Scientists say the study of soils is aimed at keeping the earth productive and preventing disasters such as the Dust Bowl of the 1930s, when degraded soils and years of drought ruined farmers across Oklahoma and Texas.

While the Dust Bowl was dramatic, soil degradation is a common problem, experts say.

A United Nations study estimated that 17 million acres of farmland is taken out of production each year worldwide because of soil degradation caused by overtilling and soil erosion.

"A lot of people think of soil as dirt but, in fact, it's a resource, and it takes management of that resource for it to continue producing," says Pat Millner, research leader of the Beltsville lab where Wright is assigned.

Wright, who has been working on glomalin since she arrived at Beltsville in 1992, has found that heavy tilling and the use of phosphorus-rich fertilizers tend to lower glomalin levels and damage soils. She published her findings in the summer 1996 issue of Plant and Soil and expects to have another article updating her work published in the same journal in the next five or six months.
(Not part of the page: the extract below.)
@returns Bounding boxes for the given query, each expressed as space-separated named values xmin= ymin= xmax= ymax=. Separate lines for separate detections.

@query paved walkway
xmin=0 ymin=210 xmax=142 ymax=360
Wright says that her work has confirmed what farmers have long known: that untilled soil is richer and better at producing crops. But now scientists know why -- because untilled soil has a higher content of glomalin.

"This gives us a way to measure soil quality and to stabilize the soil or come up with ways to build depleted soil back up again, over a short period of time," she says. "We're talking two to three months, instead of years."

Wright's lab is filled with evidence of her work and its results.

In a basement storage room, she is growing grass under artificial lamps to produce the fungus that secretes glomalin. The grasses, which range from about six inches to about three feet high, are needed to serve as hosts for the types of fungus that secrete glomalin, she says.

Wright also has taped to a refrigerator several plastic bags of soil that she has washed in a solution to reveal glomalin content.

A bag filled from a heavily tilled cotton field near Lubbock, shows a fine-grained, dried-out soil that looks as if it would disappear in a summer wind.

Alongside are bags filled with soils of a slightly better quality -- untilled soils from Texas.

And then there is the best grade -- a bag of untilled "Hagerstown soil," common throughout the mid-Atlantic states. It contains the rich brown earth that farmers crave and has the highest content of glomalin, Wright says.

"This is the quality of soil that people are looking for," she says, sifting it through her fingers.